Rethink our view towards single-points-of-failure.

Andrew Bissot
Feb 1, 2022
4 min read

The new James Webb Space Telescope claims to have 344 single-points-of-failure (SPOF) or single components that could disrupt the intentions of the mission. 344-mechanisms, that if they fail individually, the mission is compromised. This amount of stress is not for the gentle. Their functions do not have redundancies within the system and instead either immediately compromise the mission or require the implementation of recovery scenarios. Within manufacturing, how do should we evaluate our SPOFs to determine our acceptable risk and condition our strategies to mitigate disruptions? To face the challenges of managing risk that accompany SPOFs, we should start by simplifying our thinking with two strategic views; a micro and macro view.

Those who are not worried or even terrified about this are not understanding what we are trying to do.

The first view is a micro view, looking at the finite inner webbing of a microsystem of an individual process. Consider a single router that enables internet connectivity within an underground mining operation. If this single router failed, all of the components that use this connectivity are immediately disconnected and cannot function. Another example closer to home is the fan motor in a house’s central air conditioner condenser. If the fan motor failed, immediately, the rest of the system is incapable of performing its functions of cooling on a hot summer day.

Or consider a single chain of a hundred individual links, holding up an offline roll on a process line. If any single link was to fail, the chain fails, resulting in gravity propelling its strength to drop the once secured roll onto the process line.
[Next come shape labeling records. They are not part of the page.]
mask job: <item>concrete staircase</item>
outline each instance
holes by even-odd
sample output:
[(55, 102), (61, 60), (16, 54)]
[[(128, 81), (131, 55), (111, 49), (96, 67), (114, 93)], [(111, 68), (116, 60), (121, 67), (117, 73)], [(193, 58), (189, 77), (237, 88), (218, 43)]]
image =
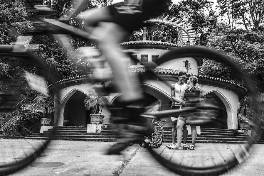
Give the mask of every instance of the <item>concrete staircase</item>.
[[(106, 128), (101, 133), (87, 132), (87, 126), (69, 126), (58, 127), (53, 140), (116, 142), (119, 136), (115, 135), (110, 128)], [(163, 142), (171, 143), (171, 127), (164, 127)], [(36, 133), (26, 138), (28, 139), (44, 139), (48, 136), (51, 129), (42, 133)], [(201, 134), (197, 135), (196, 143), (242, 143), (248, 138), (235, 130), (201, 128)], [(188, 135), (187, 142), (190, 143), (191, 135)], [(264, 144), (264, 140), (258, 140), (256, 143)]]

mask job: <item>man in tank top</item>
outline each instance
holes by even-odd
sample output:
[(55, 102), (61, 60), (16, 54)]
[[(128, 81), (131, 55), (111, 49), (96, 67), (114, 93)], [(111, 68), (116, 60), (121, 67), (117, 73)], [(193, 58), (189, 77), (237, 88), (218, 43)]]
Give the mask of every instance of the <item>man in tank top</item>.
[[(189, 86), (185, 84), (184, 82), (187, 78), (186, 73), (184, 72), (181, 72), (179, 73), (178, 76), (178, 81), (176, 84), (174, 84), (171, 85), (171, 95), (172, 104), (171, 105), (171, 109), (179, 109), (181, 106), (185, 106), (188, 104), (188, 102), (183, 100), (184, 92), (185, 90)], [(178, 118), (180, 115), (177, 117), (171, 116), (171, 122), (172, 124), (172, 128), (171, 129), (171, 136), (172, 143), (167, 146), (169, 149), (181, 149), (179, 148), (175, 147), (176, 137), (177, 136), (176, 132), (177, 128), (176, 126), (178, 122)], [(186, 145), (187, 142), (187, 137), (188, 135), (187, 127), (186, 124), (182, 128), (183, 134), (183, 145)]]

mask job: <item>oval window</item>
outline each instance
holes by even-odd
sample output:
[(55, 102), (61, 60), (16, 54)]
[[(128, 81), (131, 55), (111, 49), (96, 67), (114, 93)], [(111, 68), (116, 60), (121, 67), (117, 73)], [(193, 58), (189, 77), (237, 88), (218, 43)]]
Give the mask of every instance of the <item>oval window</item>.
[(186, 68), (187, 70), (190, 69), (190, 63), (188, 60), (186, 60), (186, 61), (185, 61), (185, 68)]

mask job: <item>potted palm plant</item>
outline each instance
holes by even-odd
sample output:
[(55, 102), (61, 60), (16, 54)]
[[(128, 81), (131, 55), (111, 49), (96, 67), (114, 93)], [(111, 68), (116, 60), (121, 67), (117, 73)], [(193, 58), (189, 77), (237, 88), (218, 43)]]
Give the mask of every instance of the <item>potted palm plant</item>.
[(249, 129), (249, 123), (246, 118), (241, 114), (238, 114), (238, 122), (239, 125), (239, 128), (241, 130)]
[(105, 116), (101, 115), (103, 108), (109, 103), (108, 97), (104, 96), (99, 96), (94, 89), (88, 90), (87, 96), (84, 100), (85, 108), (88, 111), (92, 108), (94, 114), (90, 114), (92, 124), (102, 124)]

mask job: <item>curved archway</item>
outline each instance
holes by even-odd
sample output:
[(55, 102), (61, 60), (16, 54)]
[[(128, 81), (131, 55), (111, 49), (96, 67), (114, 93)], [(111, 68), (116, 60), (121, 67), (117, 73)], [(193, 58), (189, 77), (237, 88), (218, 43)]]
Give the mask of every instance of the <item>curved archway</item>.
[(63, 120), (68, 121), (67, 125), (84, 126), (91, 123), (91, 111), (86, 110), (83, 103), (86, 96), (83, 92), (75, 89), (65, 96), (60, 107), (64, 110)]
[(210, 97), (210, 101), (215, 103), (220, 110), (213, 121), (201, 125), (201, 127), (228, 129), (228, 117), (232, 115), (229, 102), (221, 92), (216, 90), (207, 92), (204, 96)]

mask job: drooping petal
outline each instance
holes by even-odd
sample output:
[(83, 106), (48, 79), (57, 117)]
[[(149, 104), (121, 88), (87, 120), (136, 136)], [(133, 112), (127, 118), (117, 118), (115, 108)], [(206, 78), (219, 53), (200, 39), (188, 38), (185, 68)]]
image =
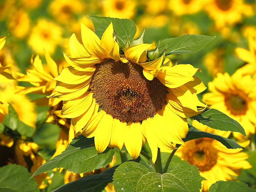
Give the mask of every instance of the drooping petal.
[(124, 50), (124, 54), (126, 58), (129, 59), (132, 62), (136, 63), (144, 63), (146, 61), (146, 57), (145, 58), (144, 57), (143, 57), (143, 59), (140, 59), (140, 58), (143, 53), (146, 54), (146, 49), (152, 45), (142, 44), (129, 47)]

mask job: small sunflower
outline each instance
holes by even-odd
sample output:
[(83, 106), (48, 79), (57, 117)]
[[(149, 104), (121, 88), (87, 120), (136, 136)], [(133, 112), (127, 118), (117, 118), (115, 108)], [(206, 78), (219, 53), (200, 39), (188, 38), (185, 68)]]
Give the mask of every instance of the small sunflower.
[[(210, 107), (237, 121), (249, 137), (255, 133), (255, 83), (256, 79), (249, 75), (242, 76), (239, 71), (231, 76), (227, 73), (219, 73), (209, 83), (210, 92), (204, 94), (203, 100)], [(238, 139), (243, 138), (240, 133), (233, 134)]]
[(242, 48), (236, 48), (235, 50), (238, 57), (247, 63), (239, 69), (242, 75), (256, 74), (256, 41), (250, 37), (249, 39), (249, 50)]
[(252, 15), (252, 7), (244, 0), (210, 0), (205, 7), (218, 29), (242, 21), (244, 15)]
[[(63, 100), (62, 115), (72, 118), (76, 132), (94, 137), (98, 152), (124, 146), (134, 159), (147, 140), (155, 161), (163, 151), (183, 144), (188, 131), (185, 118), (206, 106), (197, 94), (206, 89), (189, 64), (161, 67), (164, 55), (146, 62), (151, 44), (128, 47), (123, 55), (113, 37), (111, 23), (101, 40), (81, 25), (83, 43), (70, 39), (70, 65), (54, 79), (56, 92), (49, 97)], [(69, 77), (67, 78), (66, 77)]]
[(137, 4), (134, 0), (103, 0), (103, 14), (111, 17), (132, 18), (136, 13)]
[[(216, 130), (204, 126), (196, 121), (193, 125), (198, 129), (227, 138), (230, 132)], [(240, 143), (245, 147), (250, 141)], [(200, 175), (205, 180), (202, 181), (201, 191), (208, 191), (212, 184), (218, 181), (235, 180), (241, 169), (251, 166), (245, 160), (249, 155), (241, 152), (242, 149), (227, 149), (213, 139), (204, 138), (189, 141), (181, 145), (175, 155), (190, 164), (197, 167)]]
[(45, 19), (38, 20), (32, 28), (28, 44), (38, 54), (43, 54), (44, 50), (53, 53), (62, 40), (62, 28), (54, 23)]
These are examples of single-point failures that prevent the sub-system’s ability to conduct its intentions.

The second is the macro view that evaluates a collection of microsystems to produce a product or achieve an overarching goal. One example is the Death Star in Star Wars had one microsystem that affected the entire macrosystem. This microsystem was exposed in the Battle of Yavin by the Rebels, enabling Luke to fire two proton torpedoes down an exhaust port that led to the main reactor. Another example could be the abilities of the Medellin Cartel and the death of Pablo Escobar. This cartel was at its pinnacle with Pablo Escobar in control, yet when removed, competing organizations seized new markets due to a lack of an effective succession plan.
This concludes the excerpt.